Another American term we could usefully have borrowed in India is highbinder, meaning a corrupt or scheming politician who engages in fraudulent or shady activities. Highbinder was first used in English at the beginning of the 19th century, as the name of a particularly unruly gang. By the 1870s the word was used across the US to refer to members of Chinese gangs and secret societies. Inevitably, it soon began to be used to describe unscrupulous politicians. There is, as we all know, no shortage of highbinders contesting our present elections!

If elected to high office, many might well prove guilty of misprision, defined as misconduct or maladministration by a public official, in particular the neglect or wrong performance of official duty. Just as, in popular folklore, Eskimos (or more correctly, the Inuit and Yupik-speaking people) are purported to have hundreds of words for snow (which in fact they don’t), and the English are believed to have hundreds of words for being drunk (which in fact they do), one could well argue that Indians should have a plethora of words for political malfeasance. Since we don’t have as many as we need, we could make greater use of “misprision”.

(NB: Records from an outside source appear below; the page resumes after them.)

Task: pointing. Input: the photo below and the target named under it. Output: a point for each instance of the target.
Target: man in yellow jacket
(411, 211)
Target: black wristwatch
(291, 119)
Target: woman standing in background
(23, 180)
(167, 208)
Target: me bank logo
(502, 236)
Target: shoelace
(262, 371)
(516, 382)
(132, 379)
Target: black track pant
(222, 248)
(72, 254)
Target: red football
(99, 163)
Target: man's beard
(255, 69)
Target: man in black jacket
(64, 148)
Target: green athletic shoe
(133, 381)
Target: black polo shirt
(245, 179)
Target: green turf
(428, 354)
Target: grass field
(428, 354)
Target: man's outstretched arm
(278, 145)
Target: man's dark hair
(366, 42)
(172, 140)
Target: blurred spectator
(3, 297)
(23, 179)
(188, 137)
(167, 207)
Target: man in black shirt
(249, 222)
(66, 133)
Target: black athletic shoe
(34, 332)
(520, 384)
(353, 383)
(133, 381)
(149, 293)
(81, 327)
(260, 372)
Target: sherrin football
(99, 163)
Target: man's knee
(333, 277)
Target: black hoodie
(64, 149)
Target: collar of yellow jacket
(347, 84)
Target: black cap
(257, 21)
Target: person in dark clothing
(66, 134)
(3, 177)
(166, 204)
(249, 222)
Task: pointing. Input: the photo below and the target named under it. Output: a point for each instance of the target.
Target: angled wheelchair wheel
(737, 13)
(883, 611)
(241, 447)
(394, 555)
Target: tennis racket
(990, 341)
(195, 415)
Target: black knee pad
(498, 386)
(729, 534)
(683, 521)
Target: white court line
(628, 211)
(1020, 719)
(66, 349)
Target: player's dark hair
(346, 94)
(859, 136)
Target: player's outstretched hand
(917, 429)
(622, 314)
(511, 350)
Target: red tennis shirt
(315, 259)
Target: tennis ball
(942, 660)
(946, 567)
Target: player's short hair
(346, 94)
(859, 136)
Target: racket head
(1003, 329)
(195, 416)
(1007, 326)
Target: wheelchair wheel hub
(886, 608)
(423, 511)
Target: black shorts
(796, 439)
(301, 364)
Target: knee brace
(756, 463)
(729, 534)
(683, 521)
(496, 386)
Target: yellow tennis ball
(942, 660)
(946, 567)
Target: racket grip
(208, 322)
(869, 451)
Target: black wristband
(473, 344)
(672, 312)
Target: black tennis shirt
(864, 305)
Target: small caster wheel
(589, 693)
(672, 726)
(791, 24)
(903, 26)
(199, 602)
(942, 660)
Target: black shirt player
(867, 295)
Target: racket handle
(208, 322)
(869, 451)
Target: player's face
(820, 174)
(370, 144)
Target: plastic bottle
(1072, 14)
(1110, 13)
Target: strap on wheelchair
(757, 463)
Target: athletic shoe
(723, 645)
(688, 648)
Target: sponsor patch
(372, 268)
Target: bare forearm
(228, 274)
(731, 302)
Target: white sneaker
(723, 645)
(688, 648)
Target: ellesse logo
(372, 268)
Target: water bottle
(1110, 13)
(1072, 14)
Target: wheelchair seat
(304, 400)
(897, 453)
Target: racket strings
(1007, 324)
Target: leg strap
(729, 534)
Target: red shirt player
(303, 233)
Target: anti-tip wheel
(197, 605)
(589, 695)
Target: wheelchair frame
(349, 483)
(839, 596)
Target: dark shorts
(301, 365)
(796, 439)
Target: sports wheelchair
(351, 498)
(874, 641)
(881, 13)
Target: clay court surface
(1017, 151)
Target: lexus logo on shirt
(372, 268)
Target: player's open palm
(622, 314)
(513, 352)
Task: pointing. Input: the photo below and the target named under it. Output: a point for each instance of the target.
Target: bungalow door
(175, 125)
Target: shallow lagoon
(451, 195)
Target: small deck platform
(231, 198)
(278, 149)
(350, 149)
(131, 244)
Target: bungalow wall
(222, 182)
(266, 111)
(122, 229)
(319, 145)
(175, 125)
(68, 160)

And finally, one word to describe the misrule of the last 10 years, which has become all the more evident in the inflammatory rhetoric we have been hearing in this campaign? It is kakistocracy, a form of government in which the least qualified or most unprincipled individuals are in power. I first suggested years ago in print that, in recent years, it has seemed that the world’s largest democracy has in fact degenerated into a kakistocracy, but the term didn’t quite catch on. Derived from ancient Greek—the speakers of which were pioneers of democratic practice and knew a thing or two about good governance, or the lack thereof—a “kakistocracy” is a government by the worst elements in society. The word comes from the Greek “kakistos”, the superlative form of the word “kakos”, meaning “bad”. It hasn’t been used much in India, despite us undergoing the rule of people who declare they want to replace Mahatma Gandhi’s statues with Godse’s, and speak dehumanisingly of our Muslim fellow-citizens. Maybe it is time we began to use the term!